Later that day, at a loose end and surplus to requirements as the pub buzzed and brimmed over with Saturday walkers, Anna wandered again along the stream and away from the first picnickers of the year, failing to notice her amidst their cherry tomatoes and Tupperware. Stopping on the other side of the bridge, out of the corner of her eye she saw a bundle of browny-yellow fluff caught behind a rock in the current. Bending down she saw the duckling, its neck twisted at an angle, its eye still open, still staring. She scooped it up and stroked it and cradled it and frantically wracked her brains for what one should do, but this time it didn’t tremble. It lay motionless, still unblinking. And then there were two.

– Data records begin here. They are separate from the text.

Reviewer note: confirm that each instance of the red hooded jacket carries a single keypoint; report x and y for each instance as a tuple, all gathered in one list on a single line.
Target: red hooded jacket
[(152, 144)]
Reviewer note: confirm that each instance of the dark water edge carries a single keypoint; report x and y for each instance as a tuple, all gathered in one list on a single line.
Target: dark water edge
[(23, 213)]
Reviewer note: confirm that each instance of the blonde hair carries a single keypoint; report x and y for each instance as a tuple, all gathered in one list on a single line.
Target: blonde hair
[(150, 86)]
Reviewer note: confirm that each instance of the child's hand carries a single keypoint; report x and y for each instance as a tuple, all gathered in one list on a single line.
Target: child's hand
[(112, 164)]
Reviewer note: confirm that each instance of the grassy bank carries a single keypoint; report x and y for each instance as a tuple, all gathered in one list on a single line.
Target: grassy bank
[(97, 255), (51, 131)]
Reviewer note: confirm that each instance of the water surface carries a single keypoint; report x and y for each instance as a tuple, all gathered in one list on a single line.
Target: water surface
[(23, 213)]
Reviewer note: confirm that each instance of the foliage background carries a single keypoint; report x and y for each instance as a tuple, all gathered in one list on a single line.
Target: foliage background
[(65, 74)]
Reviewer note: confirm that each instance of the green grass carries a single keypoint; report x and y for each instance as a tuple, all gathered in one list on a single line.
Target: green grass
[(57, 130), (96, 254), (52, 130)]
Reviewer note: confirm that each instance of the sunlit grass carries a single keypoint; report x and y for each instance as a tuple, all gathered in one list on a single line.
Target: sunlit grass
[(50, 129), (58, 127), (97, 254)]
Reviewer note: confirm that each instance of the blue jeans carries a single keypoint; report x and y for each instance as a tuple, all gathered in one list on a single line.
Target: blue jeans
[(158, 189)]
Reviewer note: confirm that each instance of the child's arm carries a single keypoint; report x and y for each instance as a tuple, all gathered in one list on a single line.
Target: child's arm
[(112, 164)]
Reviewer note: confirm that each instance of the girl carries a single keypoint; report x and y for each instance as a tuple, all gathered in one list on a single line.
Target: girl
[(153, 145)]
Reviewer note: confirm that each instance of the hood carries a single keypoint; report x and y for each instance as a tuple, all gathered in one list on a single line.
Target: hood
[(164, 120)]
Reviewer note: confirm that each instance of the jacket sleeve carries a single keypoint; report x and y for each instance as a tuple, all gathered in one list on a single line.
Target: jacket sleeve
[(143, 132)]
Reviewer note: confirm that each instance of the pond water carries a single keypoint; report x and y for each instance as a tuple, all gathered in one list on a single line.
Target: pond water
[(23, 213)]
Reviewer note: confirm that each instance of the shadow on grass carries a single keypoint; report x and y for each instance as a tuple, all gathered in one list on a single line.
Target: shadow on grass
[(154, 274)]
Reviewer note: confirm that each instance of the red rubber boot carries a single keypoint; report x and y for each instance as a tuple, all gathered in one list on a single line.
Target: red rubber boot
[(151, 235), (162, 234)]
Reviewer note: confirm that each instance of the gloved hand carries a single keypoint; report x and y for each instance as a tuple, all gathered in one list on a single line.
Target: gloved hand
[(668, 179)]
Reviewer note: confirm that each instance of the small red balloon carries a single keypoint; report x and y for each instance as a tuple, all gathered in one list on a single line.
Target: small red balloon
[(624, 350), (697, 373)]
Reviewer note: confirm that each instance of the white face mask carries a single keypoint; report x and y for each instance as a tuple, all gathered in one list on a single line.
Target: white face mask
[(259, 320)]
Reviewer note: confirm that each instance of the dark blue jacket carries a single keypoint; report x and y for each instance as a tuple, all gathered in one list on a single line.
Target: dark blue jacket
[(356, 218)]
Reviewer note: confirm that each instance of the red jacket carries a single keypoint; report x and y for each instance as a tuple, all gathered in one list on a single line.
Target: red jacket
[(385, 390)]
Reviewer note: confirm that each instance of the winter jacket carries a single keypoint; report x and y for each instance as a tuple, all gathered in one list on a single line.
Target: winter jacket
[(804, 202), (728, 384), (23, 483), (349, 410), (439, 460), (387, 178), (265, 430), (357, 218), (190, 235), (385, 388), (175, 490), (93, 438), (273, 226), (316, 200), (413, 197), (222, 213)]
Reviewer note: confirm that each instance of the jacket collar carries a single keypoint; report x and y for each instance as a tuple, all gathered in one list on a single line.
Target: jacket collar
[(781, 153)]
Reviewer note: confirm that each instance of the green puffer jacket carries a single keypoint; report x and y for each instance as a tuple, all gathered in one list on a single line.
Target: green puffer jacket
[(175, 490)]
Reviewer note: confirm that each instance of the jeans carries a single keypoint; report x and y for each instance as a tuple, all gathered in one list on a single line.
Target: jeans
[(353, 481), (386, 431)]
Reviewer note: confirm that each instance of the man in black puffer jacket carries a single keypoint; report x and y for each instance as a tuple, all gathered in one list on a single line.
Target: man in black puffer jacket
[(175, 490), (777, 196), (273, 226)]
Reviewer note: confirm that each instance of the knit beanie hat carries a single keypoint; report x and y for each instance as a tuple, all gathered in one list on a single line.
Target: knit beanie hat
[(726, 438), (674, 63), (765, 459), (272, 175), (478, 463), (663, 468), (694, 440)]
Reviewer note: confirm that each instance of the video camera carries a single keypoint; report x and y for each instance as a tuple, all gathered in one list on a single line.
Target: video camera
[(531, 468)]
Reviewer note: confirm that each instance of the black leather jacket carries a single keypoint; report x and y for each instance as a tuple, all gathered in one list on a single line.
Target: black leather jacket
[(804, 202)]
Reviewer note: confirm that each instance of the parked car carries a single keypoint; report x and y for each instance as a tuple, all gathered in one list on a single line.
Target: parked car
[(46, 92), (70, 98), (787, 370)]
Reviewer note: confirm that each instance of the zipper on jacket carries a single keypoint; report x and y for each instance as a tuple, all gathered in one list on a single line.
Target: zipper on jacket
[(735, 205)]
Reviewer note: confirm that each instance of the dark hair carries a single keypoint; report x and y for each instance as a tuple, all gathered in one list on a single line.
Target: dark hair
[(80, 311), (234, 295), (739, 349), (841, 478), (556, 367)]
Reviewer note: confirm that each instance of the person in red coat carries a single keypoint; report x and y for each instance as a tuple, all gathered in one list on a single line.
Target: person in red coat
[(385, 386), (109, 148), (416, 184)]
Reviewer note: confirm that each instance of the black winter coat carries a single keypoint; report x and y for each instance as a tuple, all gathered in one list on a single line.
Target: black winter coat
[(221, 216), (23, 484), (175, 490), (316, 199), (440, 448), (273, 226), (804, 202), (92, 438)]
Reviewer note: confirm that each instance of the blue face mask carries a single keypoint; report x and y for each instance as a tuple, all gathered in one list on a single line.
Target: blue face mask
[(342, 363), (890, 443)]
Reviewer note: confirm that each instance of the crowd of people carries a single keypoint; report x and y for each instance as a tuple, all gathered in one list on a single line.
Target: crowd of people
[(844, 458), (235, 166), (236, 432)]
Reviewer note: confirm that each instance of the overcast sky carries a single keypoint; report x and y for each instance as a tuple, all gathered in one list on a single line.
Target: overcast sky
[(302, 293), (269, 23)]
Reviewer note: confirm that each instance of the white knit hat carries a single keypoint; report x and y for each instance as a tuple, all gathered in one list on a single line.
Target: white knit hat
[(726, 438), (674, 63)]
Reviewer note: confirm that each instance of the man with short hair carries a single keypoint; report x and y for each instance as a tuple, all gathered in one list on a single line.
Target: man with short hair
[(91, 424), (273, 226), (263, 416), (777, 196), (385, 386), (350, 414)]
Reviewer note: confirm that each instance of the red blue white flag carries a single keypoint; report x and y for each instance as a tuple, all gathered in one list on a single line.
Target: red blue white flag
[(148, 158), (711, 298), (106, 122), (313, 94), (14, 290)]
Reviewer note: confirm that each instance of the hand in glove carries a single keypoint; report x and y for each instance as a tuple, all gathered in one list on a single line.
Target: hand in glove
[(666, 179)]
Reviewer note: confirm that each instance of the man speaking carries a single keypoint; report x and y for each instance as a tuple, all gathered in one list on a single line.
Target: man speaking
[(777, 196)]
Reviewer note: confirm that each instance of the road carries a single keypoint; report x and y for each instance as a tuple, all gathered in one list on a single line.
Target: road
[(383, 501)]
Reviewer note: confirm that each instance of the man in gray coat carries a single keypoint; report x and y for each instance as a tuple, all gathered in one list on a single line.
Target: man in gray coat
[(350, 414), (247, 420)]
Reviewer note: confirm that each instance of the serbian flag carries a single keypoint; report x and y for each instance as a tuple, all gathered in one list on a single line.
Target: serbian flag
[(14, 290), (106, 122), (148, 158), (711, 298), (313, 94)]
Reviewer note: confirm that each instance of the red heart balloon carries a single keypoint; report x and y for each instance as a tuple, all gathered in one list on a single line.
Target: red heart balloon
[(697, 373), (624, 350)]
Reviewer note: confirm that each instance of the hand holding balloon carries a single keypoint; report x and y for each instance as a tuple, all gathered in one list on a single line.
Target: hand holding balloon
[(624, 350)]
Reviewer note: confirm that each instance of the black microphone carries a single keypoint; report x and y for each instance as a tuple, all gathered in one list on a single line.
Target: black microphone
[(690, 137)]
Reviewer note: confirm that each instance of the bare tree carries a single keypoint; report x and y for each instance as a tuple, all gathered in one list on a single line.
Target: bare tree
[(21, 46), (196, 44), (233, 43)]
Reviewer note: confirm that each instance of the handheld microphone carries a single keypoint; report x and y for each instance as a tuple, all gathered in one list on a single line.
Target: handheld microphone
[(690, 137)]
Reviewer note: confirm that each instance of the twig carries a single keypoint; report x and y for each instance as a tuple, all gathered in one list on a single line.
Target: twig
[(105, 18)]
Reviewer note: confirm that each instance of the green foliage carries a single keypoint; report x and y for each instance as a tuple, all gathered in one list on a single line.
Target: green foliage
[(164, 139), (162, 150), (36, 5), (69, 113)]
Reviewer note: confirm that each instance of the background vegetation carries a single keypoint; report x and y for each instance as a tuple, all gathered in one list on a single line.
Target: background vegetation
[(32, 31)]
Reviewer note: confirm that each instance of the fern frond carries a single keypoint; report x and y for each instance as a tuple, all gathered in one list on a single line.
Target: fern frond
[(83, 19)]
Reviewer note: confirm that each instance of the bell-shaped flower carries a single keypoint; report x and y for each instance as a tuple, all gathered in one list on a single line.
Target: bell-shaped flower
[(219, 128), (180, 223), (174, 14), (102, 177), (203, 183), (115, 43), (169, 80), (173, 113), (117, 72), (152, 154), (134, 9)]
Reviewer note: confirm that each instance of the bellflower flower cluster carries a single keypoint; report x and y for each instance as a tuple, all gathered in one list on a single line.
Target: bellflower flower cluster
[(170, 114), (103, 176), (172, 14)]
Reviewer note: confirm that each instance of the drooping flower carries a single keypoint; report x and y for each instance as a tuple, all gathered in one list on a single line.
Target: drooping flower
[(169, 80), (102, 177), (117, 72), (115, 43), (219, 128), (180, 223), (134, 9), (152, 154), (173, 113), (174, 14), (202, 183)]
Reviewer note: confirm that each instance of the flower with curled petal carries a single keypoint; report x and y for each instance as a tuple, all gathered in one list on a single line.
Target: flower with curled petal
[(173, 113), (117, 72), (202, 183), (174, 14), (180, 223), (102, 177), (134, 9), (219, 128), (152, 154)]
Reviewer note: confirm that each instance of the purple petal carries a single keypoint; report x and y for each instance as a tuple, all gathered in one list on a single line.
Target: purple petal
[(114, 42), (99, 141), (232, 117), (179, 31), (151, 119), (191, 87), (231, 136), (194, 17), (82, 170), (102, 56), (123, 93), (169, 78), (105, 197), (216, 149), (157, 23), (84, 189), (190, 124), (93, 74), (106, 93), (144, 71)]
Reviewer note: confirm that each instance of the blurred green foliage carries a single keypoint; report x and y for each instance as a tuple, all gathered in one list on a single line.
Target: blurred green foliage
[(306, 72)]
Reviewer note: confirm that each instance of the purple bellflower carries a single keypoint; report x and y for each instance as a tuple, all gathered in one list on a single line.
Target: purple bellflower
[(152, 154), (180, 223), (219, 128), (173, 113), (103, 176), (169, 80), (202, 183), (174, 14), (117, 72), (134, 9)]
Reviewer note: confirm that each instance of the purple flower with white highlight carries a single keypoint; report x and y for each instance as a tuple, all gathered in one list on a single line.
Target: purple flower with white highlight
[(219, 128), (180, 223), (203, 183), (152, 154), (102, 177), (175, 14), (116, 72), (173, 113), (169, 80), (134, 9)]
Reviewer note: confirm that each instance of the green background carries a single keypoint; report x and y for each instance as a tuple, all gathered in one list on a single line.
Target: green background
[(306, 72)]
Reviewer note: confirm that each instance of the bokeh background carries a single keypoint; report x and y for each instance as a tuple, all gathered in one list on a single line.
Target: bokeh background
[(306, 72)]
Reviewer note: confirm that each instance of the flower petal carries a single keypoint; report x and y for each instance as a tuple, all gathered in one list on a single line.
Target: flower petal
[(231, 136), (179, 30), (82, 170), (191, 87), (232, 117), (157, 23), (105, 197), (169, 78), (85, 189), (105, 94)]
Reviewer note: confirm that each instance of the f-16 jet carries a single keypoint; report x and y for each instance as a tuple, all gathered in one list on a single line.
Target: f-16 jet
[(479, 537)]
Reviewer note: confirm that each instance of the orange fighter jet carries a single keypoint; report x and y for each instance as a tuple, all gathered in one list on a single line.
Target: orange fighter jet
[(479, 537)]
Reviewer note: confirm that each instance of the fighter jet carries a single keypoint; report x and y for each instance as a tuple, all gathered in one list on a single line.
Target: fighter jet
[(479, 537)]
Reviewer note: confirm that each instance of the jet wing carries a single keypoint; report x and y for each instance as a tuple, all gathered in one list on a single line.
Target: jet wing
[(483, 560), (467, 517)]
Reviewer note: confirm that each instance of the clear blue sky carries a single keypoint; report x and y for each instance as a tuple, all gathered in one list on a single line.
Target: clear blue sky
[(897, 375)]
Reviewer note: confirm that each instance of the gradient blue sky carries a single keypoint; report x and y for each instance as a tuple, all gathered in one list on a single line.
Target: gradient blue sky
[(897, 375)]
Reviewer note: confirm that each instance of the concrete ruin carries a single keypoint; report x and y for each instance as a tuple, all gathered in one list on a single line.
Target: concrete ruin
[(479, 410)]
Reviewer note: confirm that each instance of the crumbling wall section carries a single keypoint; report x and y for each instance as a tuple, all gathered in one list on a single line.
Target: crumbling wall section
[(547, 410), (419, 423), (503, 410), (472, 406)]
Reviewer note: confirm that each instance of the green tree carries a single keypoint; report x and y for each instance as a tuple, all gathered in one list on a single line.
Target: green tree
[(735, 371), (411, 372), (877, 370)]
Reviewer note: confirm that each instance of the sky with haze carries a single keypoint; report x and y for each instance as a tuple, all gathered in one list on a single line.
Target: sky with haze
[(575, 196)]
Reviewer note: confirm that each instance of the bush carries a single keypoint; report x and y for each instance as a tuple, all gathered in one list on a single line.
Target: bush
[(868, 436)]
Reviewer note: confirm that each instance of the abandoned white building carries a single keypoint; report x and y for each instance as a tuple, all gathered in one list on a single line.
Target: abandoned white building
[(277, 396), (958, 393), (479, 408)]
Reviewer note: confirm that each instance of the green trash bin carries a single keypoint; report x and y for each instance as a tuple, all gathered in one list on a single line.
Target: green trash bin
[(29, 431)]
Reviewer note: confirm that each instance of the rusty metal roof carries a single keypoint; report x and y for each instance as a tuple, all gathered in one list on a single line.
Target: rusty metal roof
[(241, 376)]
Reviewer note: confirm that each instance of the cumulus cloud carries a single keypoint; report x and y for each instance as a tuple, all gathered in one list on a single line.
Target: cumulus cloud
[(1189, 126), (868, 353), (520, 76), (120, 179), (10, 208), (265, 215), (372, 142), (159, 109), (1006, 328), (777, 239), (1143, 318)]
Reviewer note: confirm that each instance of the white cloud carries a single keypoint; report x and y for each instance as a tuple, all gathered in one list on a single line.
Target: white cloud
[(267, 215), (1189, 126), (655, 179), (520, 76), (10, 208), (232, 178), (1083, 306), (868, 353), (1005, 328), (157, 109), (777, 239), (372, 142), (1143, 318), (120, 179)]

It was her fault, her mother said matter-of-factly on the telephone that night. This was nature, you see. She had taken it away from its mother, and in so doing its mother had rejected it. Anna had given it a different smell and she had failed to recognise it as her own, leaving it to the mercy of the water, and it had been too young, too innocent, to survive. Anna had taken the baby away, and, parted from its mother, the baby had died. Anna had killed a baby. That night, the crows cackled louder than ever above the crashes and singing from downstairs. They gathered in hoards, greater and more malevolent than ever, this creatures straight out of a Grimm fairytale, and they shrieked and cawed and thanked Anna for their gift, for saving them a task that day. And they marked her out.
Thirty years on Anna struggled to feel again. She knew that somewhere, deep below the surface, there were good memories, but she couldn’t remember how to find them, or what to do with them once she did. A dim recollection in the back of her mind told her there had been happy times, somewhere, long ago, but they were buried under layer upon layer of pain and sadness, like the myriad deposits of sedimentary rocks, forming, changing over time, covering over one level and starting again, coating hurt over hurt, despair over despair, until the bottom layers were so crushed and so beaten by the waves that they became unrecognisable. In the dimming light of the day life became merely an exercise in the passage of time, of filling the hours as best she could. In the darkest, quietest hours of the night glints of reminiscence plagued her, half-remembered thoughts and feelings fought for prominence in her half-conscious mind, but never the positive ones. As time wore on the dreams became more vivid, the crows louder and more prominent. They gathered in ever-increasing numbers and their discordant chorus became stronger as Anna’s efforts at rational thought grew weaker, until she awoke fighting them away as their beaks and claws dug deep into her skin. One morning she rinsed the dried blood from her hand where she had scratched the skin away, then off her ankles, them her arms and legs, then her face. Her lips bled as they ripped away flesh as she dreamed, until one night she ran.
On a late-Autumn night in 2013 the crows swooped, their threats easily distinguishable amidst the coos of the pigeons and the cries of the seagulls. On Hungerford Bridge she looked down at the water rushing by, and she saw the deadly current whip up debris far beneath, and as the devils swooped at the rallying cry of their master she tumbled obediently into the water, while all the while, they watched her.